Nothing wrong with fix over replace, but in all honesty you have been lucky. It's not always a case of needing to replace a diaphragm or valve plate. As emissions have tightened the small passages in these small carbs have gotten..... you guessed it, smaller and easier to obstruct. Spraying with a can of carb cleaner isn't going to fix that in all cases tho it will destroy the diaphragm and valve plate in short order.
Issues like a leaking shaft seal, a leaking welch plug, or check valve need to be tested for to find. To correctly diagnose a carb issue you need special tools and to properly repair one you need additional special tools. Now, I can diagnose a carb with a simple pressure/vacuum hand pump in 3 steps to decide if it is even worth touching a screw driver, but repairing any of those faults or fully diagnosing issues requires other things.
To be fair you can buy a Walbro rebuild kit online for under $10, tho I honestly have no idea how they can be sold for that since I can't buy them that cheap being a multiple brand dealer/repair shop through any of my distributors or directly from Walbro. Now, if you disregard the value of your labor and it works you get a great deal.
The average replacement carb costs between 30 and 70 dollars, add the cost of labor at any legit shop up here at $80/hour or higher where you get 10-15 minutes to diagnose the carb is the cause and (again with some specialty tools and knowledge) there are no other issues with the unit it belongs on like leaking seals, gaskets or piston rings.
Now, rebuilding a carb lets say is 30 minutes billable labor. That's $40, plus the carb kit which is realistically $15-20 and you're already into the average cost of a replacement never mind the real possibility the cleaning you did didn't get the passages open and it still may not work. Or that the metering valve seat in the carb body is worn and won't seal even with the new needle you just put in. Or that the main check valve is leaking causing poor idle not a blocked passage.
What if a welch plug is leaking - possibly because the sealant older carbs used breaks down from ethanol over time.

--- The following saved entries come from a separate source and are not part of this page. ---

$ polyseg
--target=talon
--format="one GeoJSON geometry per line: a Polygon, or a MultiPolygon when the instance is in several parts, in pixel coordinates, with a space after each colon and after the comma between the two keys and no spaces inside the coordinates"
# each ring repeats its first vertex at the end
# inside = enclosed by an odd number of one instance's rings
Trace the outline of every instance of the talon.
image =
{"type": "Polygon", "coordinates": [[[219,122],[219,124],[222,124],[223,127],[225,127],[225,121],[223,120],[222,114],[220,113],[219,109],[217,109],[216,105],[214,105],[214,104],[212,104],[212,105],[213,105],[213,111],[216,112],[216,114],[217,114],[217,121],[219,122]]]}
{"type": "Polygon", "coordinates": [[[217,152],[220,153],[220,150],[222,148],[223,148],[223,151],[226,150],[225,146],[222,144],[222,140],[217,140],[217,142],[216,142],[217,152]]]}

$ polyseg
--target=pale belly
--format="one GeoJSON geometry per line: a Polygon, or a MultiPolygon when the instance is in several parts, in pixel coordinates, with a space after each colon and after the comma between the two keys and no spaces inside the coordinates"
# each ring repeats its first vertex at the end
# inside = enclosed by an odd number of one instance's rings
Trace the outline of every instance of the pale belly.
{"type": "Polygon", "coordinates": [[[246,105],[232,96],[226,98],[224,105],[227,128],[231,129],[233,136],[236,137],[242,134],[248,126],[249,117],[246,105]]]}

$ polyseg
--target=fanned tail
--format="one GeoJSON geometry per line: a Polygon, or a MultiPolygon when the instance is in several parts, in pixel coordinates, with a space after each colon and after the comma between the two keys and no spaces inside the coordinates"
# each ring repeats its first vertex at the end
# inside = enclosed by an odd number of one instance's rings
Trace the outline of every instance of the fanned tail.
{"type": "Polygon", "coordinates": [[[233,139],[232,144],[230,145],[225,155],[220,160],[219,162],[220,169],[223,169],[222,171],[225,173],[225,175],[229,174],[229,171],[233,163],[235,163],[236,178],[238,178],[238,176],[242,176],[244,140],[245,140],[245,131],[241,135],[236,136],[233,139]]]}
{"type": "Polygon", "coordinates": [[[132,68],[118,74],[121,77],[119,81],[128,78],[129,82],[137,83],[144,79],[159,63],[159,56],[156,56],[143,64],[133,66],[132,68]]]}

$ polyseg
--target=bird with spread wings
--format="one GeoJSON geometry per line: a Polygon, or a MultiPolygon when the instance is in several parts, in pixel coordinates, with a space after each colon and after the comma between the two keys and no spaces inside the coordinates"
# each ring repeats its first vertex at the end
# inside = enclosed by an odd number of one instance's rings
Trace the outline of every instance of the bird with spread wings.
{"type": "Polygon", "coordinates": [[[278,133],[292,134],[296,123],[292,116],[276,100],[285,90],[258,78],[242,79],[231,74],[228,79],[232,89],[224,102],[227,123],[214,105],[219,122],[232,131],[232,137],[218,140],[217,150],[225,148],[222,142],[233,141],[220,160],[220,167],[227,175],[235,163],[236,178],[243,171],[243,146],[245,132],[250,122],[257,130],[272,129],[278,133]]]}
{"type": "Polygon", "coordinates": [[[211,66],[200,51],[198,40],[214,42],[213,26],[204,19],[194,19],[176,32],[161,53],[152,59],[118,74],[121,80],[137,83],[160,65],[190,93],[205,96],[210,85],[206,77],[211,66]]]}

Both Walbro and Zama used to offer special tools to remove and replace welch plugs and both stopped because it's not cost effective to perform that repair. And before you say ultrasonic cleaner will fix it, the check valves in these carbs don't normally respond positively to that with a high probability that the main check valve will dislodge and fail post cleaning. Same with high pressure air blasts to blow the obstruction out.
Stihl requires me to test certain things for a warranty claim. If a carb fails that 3 step vacuum/pressure test and I verify the fuel quality/age/ethanol % and mix oil are all Stihl needs to ok replacing the carb. Not rebuilding, replacing because the cost versus labor to rebuild/repair is better to replace.